LA PAROLA DI VITTORIO EMANUELE: Sua Maestà il Re e Imperatore ha rivolto agli italiani il seguente proclama:

Italiani! Assumo da oggi il comando di tutte le Forze Armate. Nell'ora solenne che incombe sui destini della Patria ognuno riprenda il suo posto di dovere, di fede e di combattimento: nessuna deviazione deve essere tollerata, nessuna recriminazione può essere consentita. Ogni italiano si inchini dinanzi alle gravi ferite che hanno lacerato il sacro suolo della Patria. L'Italia, per il valore delle sue Forze Armate, per la decisa volontà di tutti i cittadini, ritroverà nel rispetto delle istituzioni che ne hanno sempre confortata l'ascesa, la via della riscossa. Italiani! Sono più che mai indissolubilmente unito a voi dalla incrollabile fede nell'immortalità della Patria. Firmato: Vittorio Emanuele. Controfirmato: Badoglio.

 

Il terzo:

PROCLAMA DI BADOGLIO: PRECISA E CHIARA CONSEGNA.

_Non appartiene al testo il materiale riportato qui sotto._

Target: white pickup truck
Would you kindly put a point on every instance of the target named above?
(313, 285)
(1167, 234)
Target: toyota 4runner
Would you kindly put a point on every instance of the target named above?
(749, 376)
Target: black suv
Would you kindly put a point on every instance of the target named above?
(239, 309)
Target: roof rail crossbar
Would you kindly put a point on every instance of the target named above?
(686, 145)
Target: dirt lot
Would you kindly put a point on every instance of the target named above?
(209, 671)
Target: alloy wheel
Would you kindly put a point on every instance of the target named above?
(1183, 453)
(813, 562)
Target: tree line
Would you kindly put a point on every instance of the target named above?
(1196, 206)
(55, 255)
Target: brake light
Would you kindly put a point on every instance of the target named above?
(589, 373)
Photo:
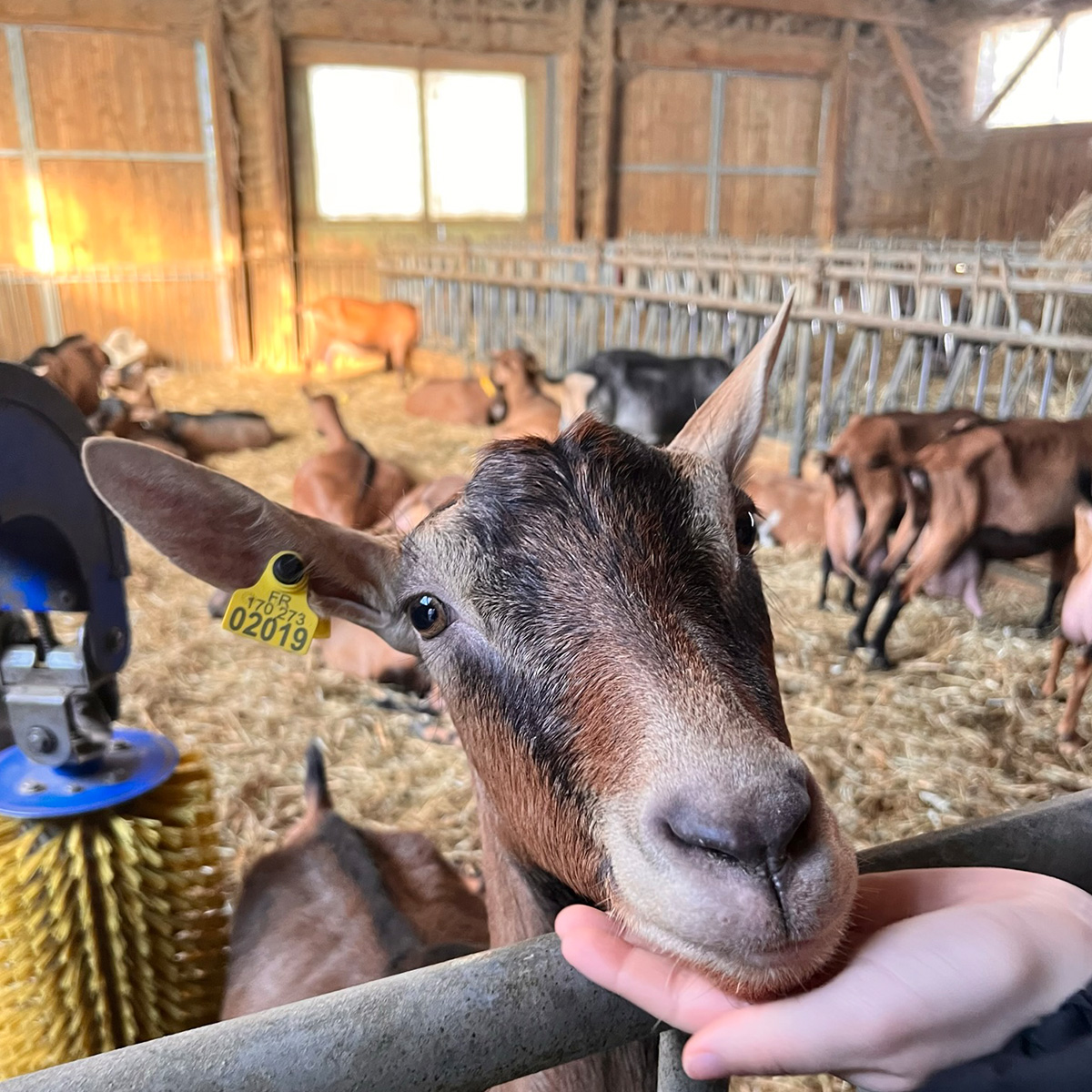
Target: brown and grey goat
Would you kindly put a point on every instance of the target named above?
(593, 615)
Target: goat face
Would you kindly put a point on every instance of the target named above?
(596, 625)
(596, 622)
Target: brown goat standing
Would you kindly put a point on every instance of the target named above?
(1005, 491)
(337, 905)
(595, 622)
(348, 486)
(864, 495)
(391, 328)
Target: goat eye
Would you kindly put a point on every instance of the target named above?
(746, 532)
(429, 616)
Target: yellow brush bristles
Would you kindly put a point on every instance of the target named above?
(113, 926)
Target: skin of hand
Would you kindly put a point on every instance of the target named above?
(942, 966)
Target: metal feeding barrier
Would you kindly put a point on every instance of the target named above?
(472, 1024)
(876, 328)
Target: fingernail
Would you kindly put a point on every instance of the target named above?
(703, 1067)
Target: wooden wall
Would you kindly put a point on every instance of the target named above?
(1020, 181)
(663, 117)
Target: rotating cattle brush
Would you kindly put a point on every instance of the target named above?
(113, 927)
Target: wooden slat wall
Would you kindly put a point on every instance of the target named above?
(9, 126)
(1019, 183)
(15, 246)
(663, 119)
(767, 206)
(177, 319)
(672, 205)
(771, 123)
(146, 213)
(119, 92)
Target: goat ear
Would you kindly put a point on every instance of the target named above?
(225, 534)
(727, 424)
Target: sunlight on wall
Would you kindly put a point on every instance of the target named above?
(1057, 86)
(476, 130)
(366, 128)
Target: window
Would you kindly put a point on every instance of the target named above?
(401, 145)
(1055, 87)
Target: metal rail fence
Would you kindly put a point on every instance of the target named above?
(878, 326)
(875, 330)
(472, 1024)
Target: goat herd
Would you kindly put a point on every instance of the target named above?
(571, 578)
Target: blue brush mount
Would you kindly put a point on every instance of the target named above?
(61, 550)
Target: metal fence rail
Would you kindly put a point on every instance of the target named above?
(469, 1025)
(876, 329)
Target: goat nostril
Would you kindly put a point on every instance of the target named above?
(764, 838)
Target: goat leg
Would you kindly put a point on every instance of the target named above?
(1063, 567)
(849, 601)
(878, 643)
(1044, 622)
(1058, 647)
(1069, 742)
(876, 589)
(825, 568)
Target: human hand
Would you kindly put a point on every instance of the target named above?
(943, 966)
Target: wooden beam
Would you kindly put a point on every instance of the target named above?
(599, 214)
(915, 88)
(904, 14)
(137, 15)
(1041, 42)
(393, 22)
(828, 190)
(751, 50)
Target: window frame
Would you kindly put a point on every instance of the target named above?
(1073, 128)
(304, 54)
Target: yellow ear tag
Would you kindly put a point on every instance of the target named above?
(276, 611)
(487, 385)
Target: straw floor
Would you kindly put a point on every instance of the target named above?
(959, 731)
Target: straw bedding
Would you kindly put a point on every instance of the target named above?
(959, 731)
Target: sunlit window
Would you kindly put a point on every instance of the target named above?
(478, 141)
(369, 137)
(366, 125)
(1055, 87)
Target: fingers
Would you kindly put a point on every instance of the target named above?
(672, 993)
(805, 1035)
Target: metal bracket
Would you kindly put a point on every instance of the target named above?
(56, 716)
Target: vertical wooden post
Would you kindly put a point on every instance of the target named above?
(825, 221)
(254, 44)
(913, 85)
(598, 224)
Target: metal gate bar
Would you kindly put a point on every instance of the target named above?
(469, 1025)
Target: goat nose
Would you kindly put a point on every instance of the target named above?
(763, 836)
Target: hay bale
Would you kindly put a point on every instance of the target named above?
(1070, 240)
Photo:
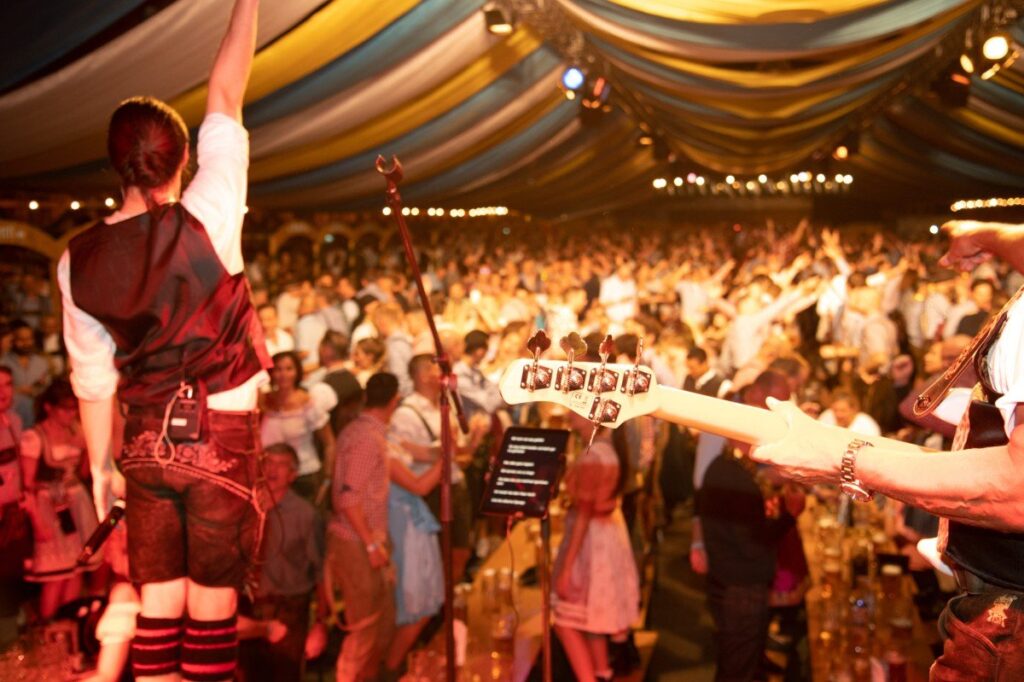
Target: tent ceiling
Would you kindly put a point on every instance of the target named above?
(731, 86)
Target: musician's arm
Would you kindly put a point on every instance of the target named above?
(977, 486)
(983, 486)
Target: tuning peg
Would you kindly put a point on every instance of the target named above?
(565, 344)
(539, 342)
(606, 349)
(578, 344)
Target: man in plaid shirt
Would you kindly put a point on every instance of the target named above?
(357, 551)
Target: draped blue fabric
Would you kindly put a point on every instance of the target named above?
(56, 27)
(459, 118)
(415, 31)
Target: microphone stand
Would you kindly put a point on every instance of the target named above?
(449, 395)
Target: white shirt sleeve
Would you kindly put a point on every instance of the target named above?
(90, 348)
(217, 195)
(1007, 366)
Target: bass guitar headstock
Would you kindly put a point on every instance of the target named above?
(606, 393)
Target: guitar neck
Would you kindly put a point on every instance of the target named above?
(737, 421)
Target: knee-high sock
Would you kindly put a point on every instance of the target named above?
(157, 647)
(210, 650)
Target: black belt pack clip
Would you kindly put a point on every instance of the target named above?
(187, 413)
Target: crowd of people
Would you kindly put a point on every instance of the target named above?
(848, 324)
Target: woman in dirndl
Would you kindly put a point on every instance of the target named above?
(61, 510)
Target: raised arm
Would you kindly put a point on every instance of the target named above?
(972, 243)
(230, 70)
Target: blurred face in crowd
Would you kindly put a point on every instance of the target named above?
(64, 414)
(427, 378)
(345, 289)
(982, 295)
(285, 373)
(844, 412)
(6, 391)
(695, 368)
(25, 341)
(280, 470)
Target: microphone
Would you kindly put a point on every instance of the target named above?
(101, 533)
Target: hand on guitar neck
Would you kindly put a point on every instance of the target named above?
(608, 394)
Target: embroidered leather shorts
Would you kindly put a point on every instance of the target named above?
(984, 638)
(193, 511)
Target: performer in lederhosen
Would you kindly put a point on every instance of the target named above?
(158, 318)
(978, 489)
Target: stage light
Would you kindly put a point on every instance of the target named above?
(499, 23)
(572, 78)
(995, 48)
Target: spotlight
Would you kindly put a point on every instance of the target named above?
(967, 62)
(572, 78)
(995, 48)
(499, 23)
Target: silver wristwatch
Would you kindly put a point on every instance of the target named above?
(848, 481)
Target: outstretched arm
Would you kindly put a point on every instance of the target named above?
(983, 486)
(230, 70)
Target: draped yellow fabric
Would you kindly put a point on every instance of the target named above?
(747, 11)
(472, 79)
(333, 31)
(990, 127)
(792, 77)
(508, 131)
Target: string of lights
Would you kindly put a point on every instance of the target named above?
(480, 212)
(796, 183)
(994, 202)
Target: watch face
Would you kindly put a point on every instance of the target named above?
(856, 492)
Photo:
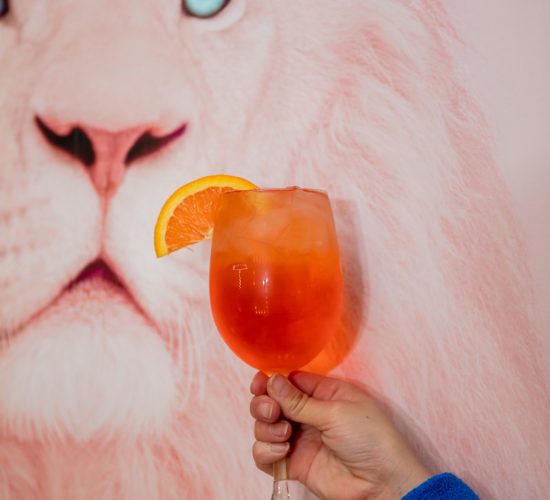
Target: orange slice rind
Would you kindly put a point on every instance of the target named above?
(187, 216)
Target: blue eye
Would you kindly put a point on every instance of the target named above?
(202, 8)
(4, 7)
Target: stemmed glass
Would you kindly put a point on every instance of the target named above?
(276, 286)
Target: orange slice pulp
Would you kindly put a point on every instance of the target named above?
(187, 217)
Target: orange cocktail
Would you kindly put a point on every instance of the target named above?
(275, 279)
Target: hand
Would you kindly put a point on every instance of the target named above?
(343, 445)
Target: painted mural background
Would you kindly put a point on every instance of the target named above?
(426, 121)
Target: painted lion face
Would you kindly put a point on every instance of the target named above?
(113, 382)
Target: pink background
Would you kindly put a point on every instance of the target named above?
(507, 65)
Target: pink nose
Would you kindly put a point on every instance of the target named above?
(106, 155)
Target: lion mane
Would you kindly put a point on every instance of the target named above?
(108, 393)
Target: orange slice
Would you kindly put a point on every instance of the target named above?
(187, 217)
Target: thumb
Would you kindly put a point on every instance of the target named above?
(297, 405)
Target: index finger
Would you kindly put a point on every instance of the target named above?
(258, 385)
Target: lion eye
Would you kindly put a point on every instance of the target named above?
(203, 8)
(4, 8)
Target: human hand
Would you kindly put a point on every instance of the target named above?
(343, 445)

Italiani! Per ordine di Sua Maestà il Re e Imperatore assumo il Governo militare del Paese, con pieni poteri. La guerra continua. L'Italia, duramente colpita nelle sue provincie invase, nelle sue città distrutte, mantiene fede alla parola data, gelosa custode delle sue millenarie tradizioni. Si serrino le file attorno a Sua Maestà il Re e Imperatore, immagine vivente della Patria, esempio per tutti. La consegna ricevuta è chiara e precisa: sarà scrupolosamente eseguita, e chiunque si illuda di poterne intralciare il normale svolgimento, o tenti turbare l’ordine pubblico, sarà inesorabilmente colpito. Viva l'Italia. Viva il Re. Firmato: Maresciallo d'Italia Pietro Badoglio.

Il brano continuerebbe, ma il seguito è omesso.